Swiss pension funds are miscalculating their members’ longevity by almost 20 days a year, Towers Watson has warned.

According to the consultancy’s calculations, Swiss longevity is increasing by 1.74 months per year – not 1.1 months, as most mortality tables currently estimate.

This means a woman aged 65 in 2030, for example, might live for another 32.2 years instead of 25.3 years.

Peter Zanella, head of retirement solutions at Towers Watson Zurich, said: “For the delta of almost seven years in this example, Pensionskassen do not have enough accrued assets.”

He added that this would lead to further re-distributions of assets from active to retired members, as pension payouts that are already running cannot be adjusted in Switzerland.

Zanella said the “mistake” had not revealed itself to date because good returns had helped fill pension funds’ buffers.

But now, in a low interest and low-yield environment, he said there was “urgent need for action” – both from pension funds and politicians.

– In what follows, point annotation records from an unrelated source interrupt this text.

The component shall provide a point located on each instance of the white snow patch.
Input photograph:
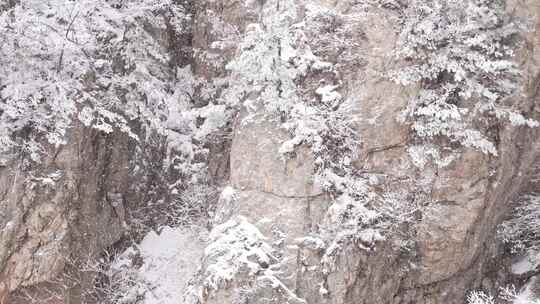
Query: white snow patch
(170, 259)
(526, 264)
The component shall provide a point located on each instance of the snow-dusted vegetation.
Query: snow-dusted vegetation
(180, 80)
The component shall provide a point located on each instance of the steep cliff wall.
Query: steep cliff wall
(332, 195)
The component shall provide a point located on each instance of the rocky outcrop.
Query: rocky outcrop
(66, 210)
(76, 203)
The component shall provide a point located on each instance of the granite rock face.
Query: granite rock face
(74, 204)
(454, 237)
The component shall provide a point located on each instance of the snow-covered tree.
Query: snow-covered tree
(459, 53)
(62, 61)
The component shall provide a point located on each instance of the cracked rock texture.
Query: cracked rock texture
(73, 205)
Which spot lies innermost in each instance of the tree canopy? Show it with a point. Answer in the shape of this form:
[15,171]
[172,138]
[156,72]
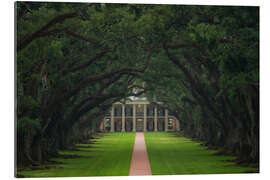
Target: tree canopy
[74,60]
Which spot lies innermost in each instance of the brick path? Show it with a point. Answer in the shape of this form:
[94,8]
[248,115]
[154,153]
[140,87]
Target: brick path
[139,163]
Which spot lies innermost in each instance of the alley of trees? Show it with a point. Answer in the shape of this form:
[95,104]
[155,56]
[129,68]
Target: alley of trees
[74,60]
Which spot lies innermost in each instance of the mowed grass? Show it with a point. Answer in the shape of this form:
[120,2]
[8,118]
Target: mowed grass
[108,156]
[171,155]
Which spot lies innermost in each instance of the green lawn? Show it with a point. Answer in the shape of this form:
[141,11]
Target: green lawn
[109,156]
[170,155]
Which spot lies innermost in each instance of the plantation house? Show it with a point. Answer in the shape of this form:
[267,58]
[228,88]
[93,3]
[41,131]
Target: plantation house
[138,114]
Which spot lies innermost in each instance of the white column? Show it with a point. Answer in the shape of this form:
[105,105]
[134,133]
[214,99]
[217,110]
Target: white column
[177,125]
[112,119]
[155,120]
[166,119]
[144,118]
[134,117]
[123,118]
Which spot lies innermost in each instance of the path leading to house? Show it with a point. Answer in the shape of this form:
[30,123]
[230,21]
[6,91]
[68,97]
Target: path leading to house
[139,163]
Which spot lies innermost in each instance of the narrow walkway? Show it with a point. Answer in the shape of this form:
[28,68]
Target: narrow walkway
[139,163]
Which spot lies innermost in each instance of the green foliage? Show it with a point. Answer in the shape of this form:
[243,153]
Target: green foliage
[27,124]
[172,155]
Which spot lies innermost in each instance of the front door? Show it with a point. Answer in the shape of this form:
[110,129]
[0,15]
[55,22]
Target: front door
[139,125]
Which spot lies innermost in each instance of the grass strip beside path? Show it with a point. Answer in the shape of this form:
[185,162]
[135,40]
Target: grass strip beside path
[171,155]
[108,156]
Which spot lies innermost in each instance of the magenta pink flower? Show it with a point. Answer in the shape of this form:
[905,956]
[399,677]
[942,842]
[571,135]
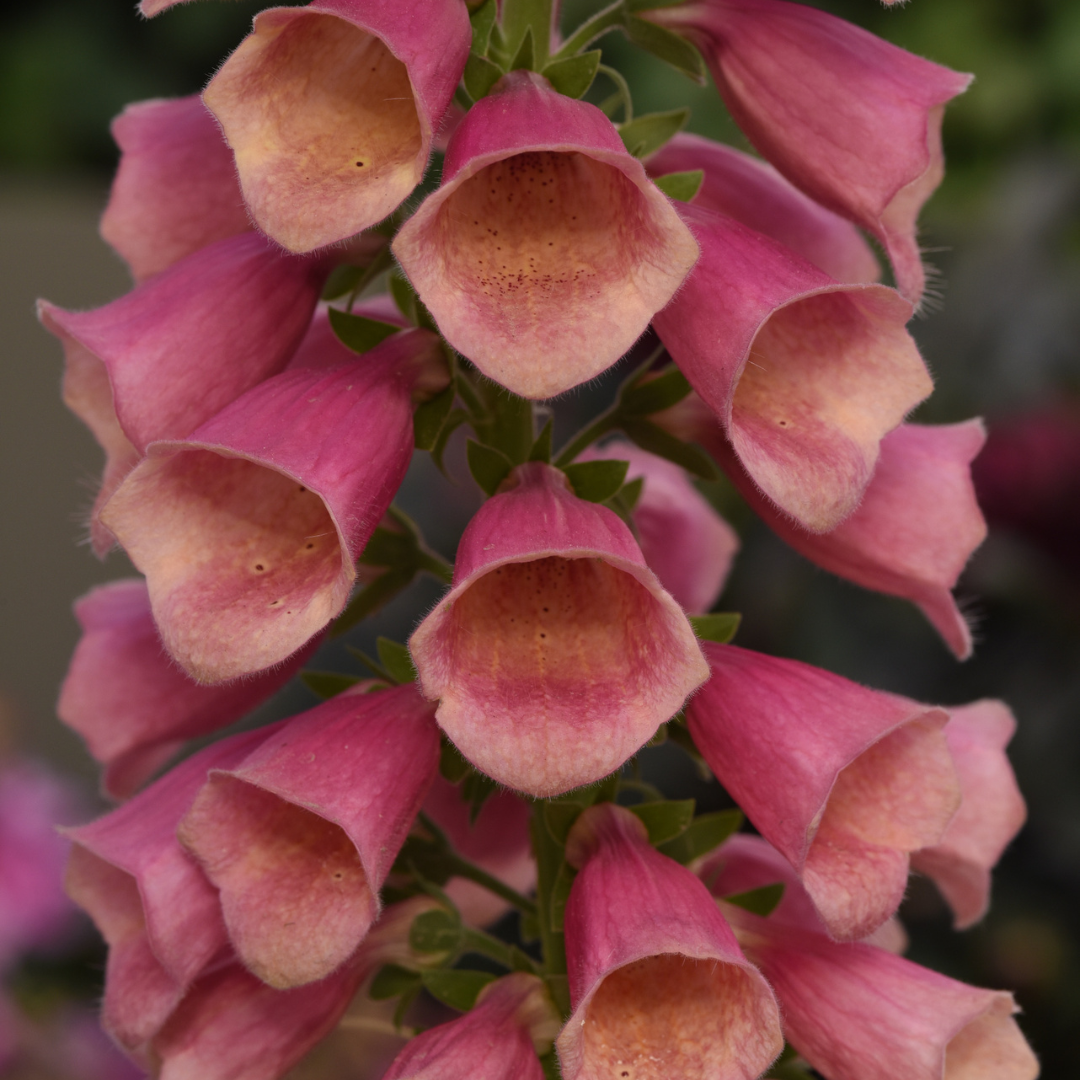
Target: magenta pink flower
[658,983]
[547,250]
[297,846]
[990,814]
[248,529]
[131,702]
[331,110]
[844,781]
[805,374]
[850,119]
[557,652]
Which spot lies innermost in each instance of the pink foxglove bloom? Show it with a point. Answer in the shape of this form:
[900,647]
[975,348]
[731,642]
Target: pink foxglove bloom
[547,250]
[300,835]
[844,781]
[159,915]
[658,983]
[805,374]
[248,529]
[753,192]
[131,702]
[990,814]
[175,189]
[687,544]
[497,841]
[331,110]
[497,1039]
[557,653]
[850,119]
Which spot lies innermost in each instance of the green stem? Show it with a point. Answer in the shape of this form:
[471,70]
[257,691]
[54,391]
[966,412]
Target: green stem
[591,29]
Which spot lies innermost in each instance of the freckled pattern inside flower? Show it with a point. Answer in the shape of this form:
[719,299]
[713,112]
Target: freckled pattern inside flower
[324,125]
[824,381]
[231,550]
[673,1016]
[294,893]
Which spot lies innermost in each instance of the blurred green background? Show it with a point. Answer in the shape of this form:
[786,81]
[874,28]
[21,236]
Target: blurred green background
[1003,231]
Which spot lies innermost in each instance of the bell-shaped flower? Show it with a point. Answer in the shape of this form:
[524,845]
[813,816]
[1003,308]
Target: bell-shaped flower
[753,192]
[130,701]
[331,110]
[556,653]
[248,529]
[498,841]
[684,540]
[805,374]
[858,1012]
[850,119]
[990,814]
[658,983]
[844,781]
[547,250]
[175,189]
[156,909]
[300,835]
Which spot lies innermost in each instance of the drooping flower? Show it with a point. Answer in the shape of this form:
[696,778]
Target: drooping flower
[556,653]
[547,250]
[331,110]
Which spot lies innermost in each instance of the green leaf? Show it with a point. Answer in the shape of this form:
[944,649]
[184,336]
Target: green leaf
[719,628]
[575,76]
[667,45]
[653,439]
[436,931]
[682,186]
[458,989]
[396,660]
[760,901]
[430,417]
[358,332]
[645,135]
[596,481]
[704,833]
[488,466]
[664,820]
[327,685]
[390,981]
[481,75]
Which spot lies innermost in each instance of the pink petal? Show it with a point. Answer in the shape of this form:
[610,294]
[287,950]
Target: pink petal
[557,653]
[331,110]
[990,814]
[176,188]
[659,985]
[297,847]
[547,250]
[129,700]
[248,529]
[806,375]
[850,119]
[844,781]
[753,192]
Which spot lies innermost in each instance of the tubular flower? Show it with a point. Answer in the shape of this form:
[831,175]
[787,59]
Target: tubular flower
[296,847]
[331,110]
[658,983]
[248,529]
[846,782]
[557,652]
[547,250]
[850,119]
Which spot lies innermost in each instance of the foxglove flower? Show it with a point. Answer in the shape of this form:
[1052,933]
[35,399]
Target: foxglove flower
[331,110]
[547,250]
[557,652]
[658,983]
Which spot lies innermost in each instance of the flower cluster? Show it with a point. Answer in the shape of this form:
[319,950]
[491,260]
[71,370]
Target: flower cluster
[302,321]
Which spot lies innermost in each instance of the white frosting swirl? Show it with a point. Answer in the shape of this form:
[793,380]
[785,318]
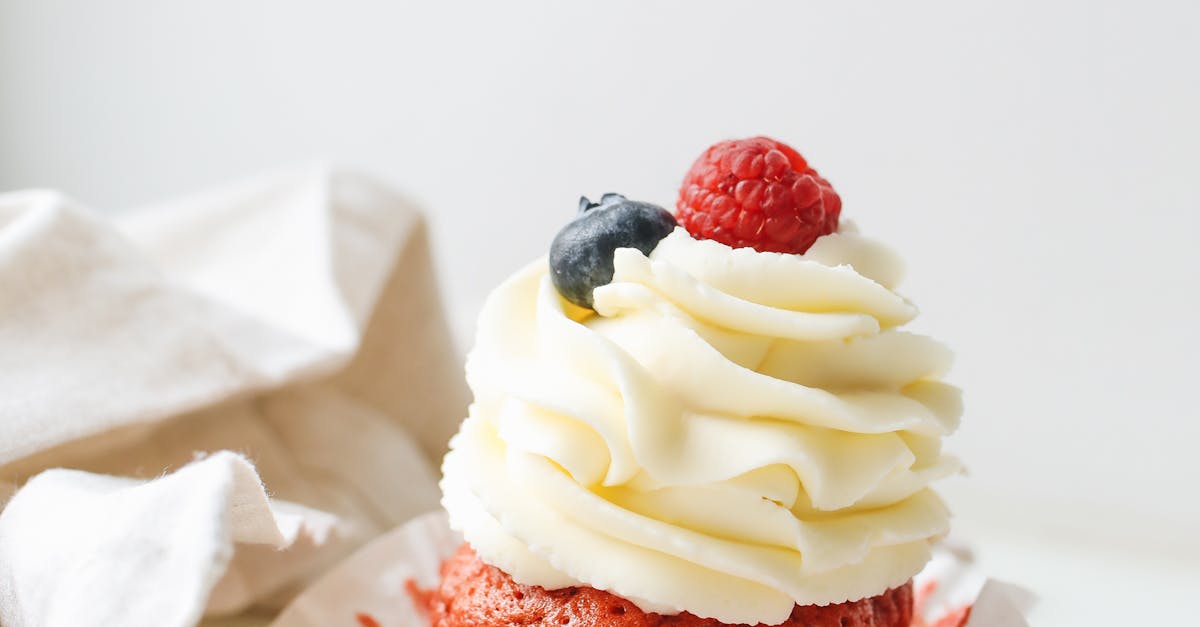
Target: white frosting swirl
[731,433]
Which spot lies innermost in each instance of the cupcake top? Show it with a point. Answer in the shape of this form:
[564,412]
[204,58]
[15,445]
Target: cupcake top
[720,421]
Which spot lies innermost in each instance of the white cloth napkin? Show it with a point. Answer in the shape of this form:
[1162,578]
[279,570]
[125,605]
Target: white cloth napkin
[293,318]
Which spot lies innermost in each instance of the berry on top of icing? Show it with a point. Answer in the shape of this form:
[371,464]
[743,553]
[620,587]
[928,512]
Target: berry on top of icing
[757,193]
[581,255]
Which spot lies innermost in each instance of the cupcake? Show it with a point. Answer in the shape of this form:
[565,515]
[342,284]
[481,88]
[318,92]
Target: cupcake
[708,417]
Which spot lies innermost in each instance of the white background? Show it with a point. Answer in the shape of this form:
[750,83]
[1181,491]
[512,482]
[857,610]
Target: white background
[1036,162]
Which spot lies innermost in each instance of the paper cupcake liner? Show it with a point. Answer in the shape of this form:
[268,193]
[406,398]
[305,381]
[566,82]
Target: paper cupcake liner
[369,589]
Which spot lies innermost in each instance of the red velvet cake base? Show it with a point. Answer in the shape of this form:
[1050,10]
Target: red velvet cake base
[473,593]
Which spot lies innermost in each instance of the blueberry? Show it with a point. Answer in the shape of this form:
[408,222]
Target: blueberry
[581,255]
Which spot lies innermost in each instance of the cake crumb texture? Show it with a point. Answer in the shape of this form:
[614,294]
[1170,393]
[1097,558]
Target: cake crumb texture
[473,593]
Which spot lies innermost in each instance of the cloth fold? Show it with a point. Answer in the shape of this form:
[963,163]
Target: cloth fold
[293,318]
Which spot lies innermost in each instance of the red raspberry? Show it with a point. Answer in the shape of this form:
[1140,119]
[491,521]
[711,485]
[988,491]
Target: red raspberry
[760,193]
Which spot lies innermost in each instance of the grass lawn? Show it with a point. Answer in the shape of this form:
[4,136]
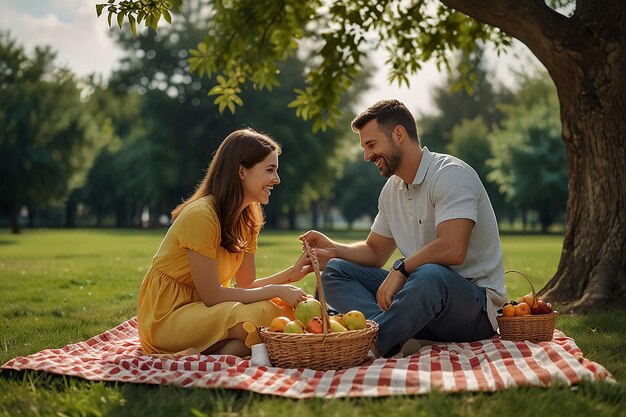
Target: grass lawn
[64,286]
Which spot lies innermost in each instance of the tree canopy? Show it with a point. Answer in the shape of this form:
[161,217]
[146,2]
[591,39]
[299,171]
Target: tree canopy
[583,50]
[47,139]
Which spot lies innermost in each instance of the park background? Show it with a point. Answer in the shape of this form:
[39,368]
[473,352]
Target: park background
[113,132]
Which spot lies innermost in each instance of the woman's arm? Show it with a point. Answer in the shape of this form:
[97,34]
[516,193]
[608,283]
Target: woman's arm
[294,273]
[205,279]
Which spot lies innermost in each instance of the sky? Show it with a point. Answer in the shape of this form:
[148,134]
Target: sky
[82,43]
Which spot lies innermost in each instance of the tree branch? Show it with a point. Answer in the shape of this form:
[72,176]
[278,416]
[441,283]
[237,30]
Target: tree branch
[536,25]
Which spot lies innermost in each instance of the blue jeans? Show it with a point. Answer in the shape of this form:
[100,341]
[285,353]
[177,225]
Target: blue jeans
[435,303]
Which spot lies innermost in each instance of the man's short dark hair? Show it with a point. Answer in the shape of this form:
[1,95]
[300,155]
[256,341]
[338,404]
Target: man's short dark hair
[389,114]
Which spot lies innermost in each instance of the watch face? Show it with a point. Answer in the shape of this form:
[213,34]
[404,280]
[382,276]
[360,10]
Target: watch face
[397,264]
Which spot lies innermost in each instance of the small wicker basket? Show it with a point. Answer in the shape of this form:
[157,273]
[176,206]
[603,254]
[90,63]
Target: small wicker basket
[533,327]
[319,351]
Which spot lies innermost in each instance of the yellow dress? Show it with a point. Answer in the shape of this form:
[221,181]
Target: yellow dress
[171,316]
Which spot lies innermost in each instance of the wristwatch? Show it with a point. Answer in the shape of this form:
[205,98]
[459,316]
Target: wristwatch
[398,265]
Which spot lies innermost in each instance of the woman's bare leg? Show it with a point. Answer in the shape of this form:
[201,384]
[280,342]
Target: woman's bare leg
[233,344]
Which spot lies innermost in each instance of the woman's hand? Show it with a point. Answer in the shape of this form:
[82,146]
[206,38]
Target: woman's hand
[301,268]
[324,247]
[290,295]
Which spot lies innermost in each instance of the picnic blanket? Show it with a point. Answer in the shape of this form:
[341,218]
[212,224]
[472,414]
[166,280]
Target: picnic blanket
[486,365]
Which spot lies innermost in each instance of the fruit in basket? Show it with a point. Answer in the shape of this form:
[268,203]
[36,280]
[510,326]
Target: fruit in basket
[522,309]
[544,308]
[307,309]
[338,318]
[508,310]
[294,326]
[278,324]
[315,325]
[354,320]
[336,327]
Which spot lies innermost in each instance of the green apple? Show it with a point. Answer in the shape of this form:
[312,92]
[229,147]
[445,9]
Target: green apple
[294,326]
[307,309]
[354,320]
[336,327]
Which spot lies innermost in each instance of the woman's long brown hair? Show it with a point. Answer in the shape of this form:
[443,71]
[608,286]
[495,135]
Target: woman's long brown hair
[245,147]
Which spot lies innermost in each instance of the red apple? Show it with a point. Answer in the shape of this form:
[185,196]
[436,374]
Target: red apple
[354,320]
[307,309]
[544,308]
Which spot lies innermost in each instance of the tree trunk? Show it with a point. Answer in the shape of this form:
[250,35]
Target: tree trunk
[592,269]
[585,55]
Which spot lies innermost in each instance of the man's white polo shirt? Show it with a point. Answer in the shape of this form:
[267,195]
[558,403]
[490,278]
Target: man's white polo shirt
[445,188]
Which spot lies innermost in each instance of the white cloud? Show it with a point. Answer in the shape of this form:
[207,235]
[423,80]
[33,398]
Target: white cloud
[79,38]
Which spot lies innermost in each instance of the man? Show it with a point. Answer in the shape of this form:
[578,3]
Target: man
[449,282]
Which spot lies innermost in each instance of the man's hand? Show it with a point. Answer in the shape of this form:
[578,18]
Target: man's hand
[389,288]
[325,248]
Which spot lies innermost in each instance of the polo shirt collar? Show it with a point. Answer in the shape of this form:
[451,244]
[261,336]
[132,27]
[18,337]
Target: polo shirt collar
[427,159]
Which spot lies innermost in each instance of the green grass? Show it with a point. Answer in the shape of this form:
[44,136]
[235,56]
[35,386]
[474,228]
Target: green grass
[64,286]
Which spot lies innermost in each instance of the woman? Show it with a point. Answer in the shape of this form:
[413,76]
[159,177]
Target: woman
[185,303]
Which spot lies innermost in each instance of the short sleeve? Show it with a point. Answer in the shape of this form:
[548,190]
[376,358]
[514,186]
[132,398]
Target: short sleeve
[252,245]
[455,194]
[198,230]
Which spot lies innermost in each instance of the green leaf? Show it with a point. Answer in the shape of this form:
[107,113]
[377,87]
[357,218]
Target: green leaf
[133,24]
[99,8]
[167,16]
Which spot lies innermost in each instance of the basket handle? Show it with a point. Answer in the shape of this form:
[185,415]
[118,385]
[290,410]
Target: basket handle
[532,288]
[318,284]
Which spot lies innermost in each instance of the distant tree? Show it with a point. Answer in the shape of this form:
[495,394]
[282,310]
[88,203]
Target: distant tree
[529,162]
[581,43]
[463,96]
[356,192]
[181,127]
[47,140]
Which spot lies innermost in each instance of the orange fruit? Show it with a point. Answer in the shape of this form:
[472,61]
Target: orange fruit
[522,309]
[278,324]
[508,310]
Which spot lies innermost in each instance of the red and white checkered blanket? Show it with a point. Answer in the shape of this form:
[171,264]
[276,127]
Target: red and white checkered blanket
[487,365]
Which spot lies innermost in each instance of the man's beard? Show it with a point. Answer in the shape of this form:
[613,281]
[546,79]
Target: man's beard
[391,162]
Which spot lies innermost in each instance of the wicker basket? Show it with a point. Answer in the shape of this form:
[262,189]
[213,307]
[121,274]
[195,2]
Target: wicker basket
[533,327]
[319,351]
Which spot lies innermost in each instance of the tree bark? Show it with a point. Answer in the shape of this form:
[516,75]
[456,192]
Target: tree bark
[586,57]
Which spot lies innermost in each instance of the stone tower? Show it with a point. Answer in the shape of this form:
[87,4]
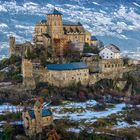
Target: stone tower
[55,25]
[12,44]
[27,72]
[38,116]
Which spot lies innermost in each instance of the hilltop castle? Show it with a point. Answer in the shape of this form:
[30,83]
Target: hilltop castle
[58,34]
[55,35]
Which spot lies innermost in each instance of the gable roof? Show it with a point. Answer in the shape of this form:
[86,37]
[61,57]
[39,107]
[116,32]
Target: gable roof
[70,66]
[55,12]
[93,38]
[45,113]
[70,23]
[113,48]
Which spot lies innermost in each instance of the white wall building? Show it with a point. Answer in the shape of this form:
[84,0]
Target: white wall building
[110,52]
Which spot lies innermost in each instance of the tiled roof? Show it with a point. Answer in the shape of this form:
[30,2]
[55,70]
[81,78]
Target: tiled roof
[55,12]
[69,23]
[45,113]
[113,48]
[70,66]
[93,38]
[47,35]
[43,21]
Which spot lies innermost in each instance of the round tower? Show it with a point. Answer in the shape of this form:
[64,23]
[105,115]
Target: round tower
[55,25]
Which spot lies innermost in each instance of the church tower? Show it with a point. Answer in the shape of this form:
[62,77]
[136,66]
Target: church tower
[55,25]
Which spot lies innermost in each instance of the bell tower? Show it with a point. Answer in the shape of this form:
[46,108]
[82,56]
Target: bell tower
[55,25]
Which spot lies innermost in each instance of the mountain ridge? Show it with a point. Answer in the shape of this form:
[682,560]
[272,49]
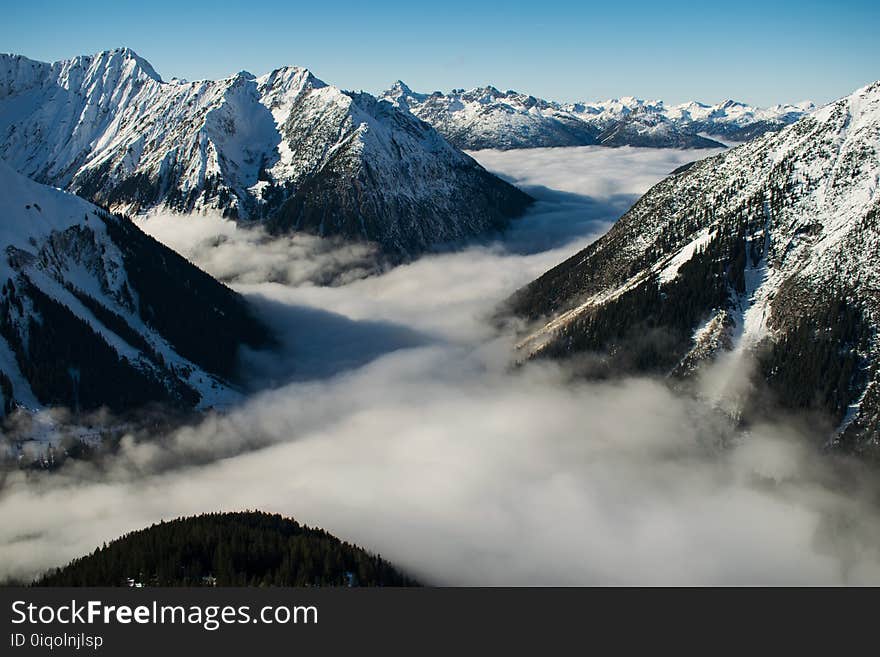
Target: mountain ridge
[766,251]
[94,313]
[109,129]
[485,117]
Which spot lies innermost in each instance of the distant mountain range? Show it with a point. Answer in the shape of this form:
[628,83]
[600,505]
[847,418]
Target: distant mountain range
[284,148]
[94,313]
[488,118]
[770,250]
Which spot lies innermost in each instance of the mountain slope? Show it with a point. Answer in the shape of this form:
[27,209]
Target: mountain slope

A recent pension fund survey by Aon Hewitt found that most Swiss pension funds are still using so-called ‘period mortality tables’, where an unchanging increase in longevity is assumed.

At the presentation of the study in Zurich, Marianne Frei, actuarial expert at the consultancy, said only a handful of schemes were using generation mortality tables, allowing for changes in longevity assumptions.

Ljudmila Bertschi, pension fund expert at Towers Watson, urged pension funds to adjust their longevity assumptions to better reflect the make-up of their membership.

She pointed out that highly qualified males, for example, which have higher pension benefits on average, also had a 20% lower mortality rate than the average Swiss male.

Towers Watson argued that reducing the conversion rate and introducing flexible pension payouts would initially burden active members.

It has therefore called on the government and pension funds to allow a more flexible approach to asset allocation, enabling a ‘dynamic risk budgeting’ that includes longevity risk.

In addition, contributions to pension systems will have to increase to cover the gap, it said.